# YOLOv3 Model Creation and Object Detection

#### by Kevin Robbins

![yolo_intro.jpg](attachment:yolo_intro.jpg)

In [None]:
import numpy as np
import tensorflow as tf
from keras import Model
from keras.layers import (
    Add,
    Concatenate,
    Conv2D,
    Input,
    Lambda,
    LeakyReLU,
    UpSampling2D,
    ZeroPadding2D,
    BatchNormalization,
)
import cv2

weights_path = './yolov3.weights'
output_path = './checkpoints/yolov3.tf'

## Structure and Scale 


![scaleLayers.webp](attachment:scaleLayers.webp)



In [None]:
yolo_max_boxes = 100
num_classes = 80

def conv_block(x, filters, size, strides=1, batch_norm=True):
    if strides == 1:
        padding = 'same'
    else:
        x = ZeroPadding2D(((1, 0), (1, 0)))(x)
        padding = 'valid'
    x = Conv2D(filters=filters, kernel_size=size,
               strides=strides, padding=padding,
               use_bias=not batch_norm)(x)
    if batch_norm:
        x = BatchNormalization()(x)
        x = LeakyReLU(alpha=0.1)(x)
    return x


def residual_block(x, filters):
    prev = x
    x = conv_block(x, filters // 2, 1)
    x = conv_block(x, filters, 3)
    x = Add()([prev, x])
    return x


def darknet_block(x, filters, blocks):
    x = conv_block(x, filters, 3, strides=2)
    for _ in range(blocks):
        x = residual_block(x, filters)
    return x

## Anchors for bounding boxes 


![IMG_2108.PNG](attachment:IMG_2108.PNG)

In [None]:
yolo_anchors = np.array([(10, 13), (16, 30), (33, 23), (30, 61), (62, 45),
                         (59, 119), (116, 90), (156, 198), (373, 326)],
                        np.float32) / 416

yolo_anchor_masks = np.array([[6, 7, 8], [3, 4, 5], [0, 1, 2]])

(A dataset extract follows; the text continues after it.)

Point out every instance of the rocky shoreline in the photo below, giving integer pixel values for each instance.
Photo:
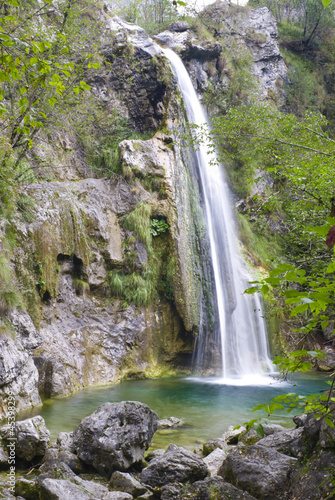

def yolo_detection_output(filters, anchors, classes, name=None):
    def yolo_output(x_in):
        x = inputs = Input(x_in.shape[1:])
        x = conv_block(x, filters * 2, 3)
        x = conv_block(x, anchors * (classes + 5), 1, batch_norm=False)
        x = Lambda(lambda x: tf.reshape(x, (-1, tf.shape(x)[1], tf.shape(x)[2],
                                            anchors, classes + 5)))(x)
        return tf.keras.Model(inputs, x, name=name)(x_in)
    return yolo_output

def meshgrid(n_a, n_b):

    return [
        tf.reshape(tf.tile(tf.range(n_a), [n_b]), (n_b, n_a)),
        tf.reshape(tf.repeat(tf.range(n_b), n_a), (n_b, n_a))
    ]


def yolo_boxes(pred, anchors, classes):
    # pred: (batch_size, grid, grid, anchors, (x, y, w, h, obj, ...classes))
    grid_size = tf.shape(pred)[1:3]
    box_xy, box_wh, objectness, class_probs = tf.split(
        pred, (2, 2, 1, classes), axis=-1)

    box_xy = tf.sigmoid(box_xy)
    objectness = tf.sigmoid(objectness)
    class_probs = tf.sigmoid(class_probs)
    pred_box = tf.concat((box_xy, box_wh), axis=-1)  # original xywh for loss

    grid = meshgrid(grid_size[1],grid_size[0])
    grid = tf.expand_dims(tf.stack(grid, axis=-1), axis=2)  # [gx, gy, 1, 2]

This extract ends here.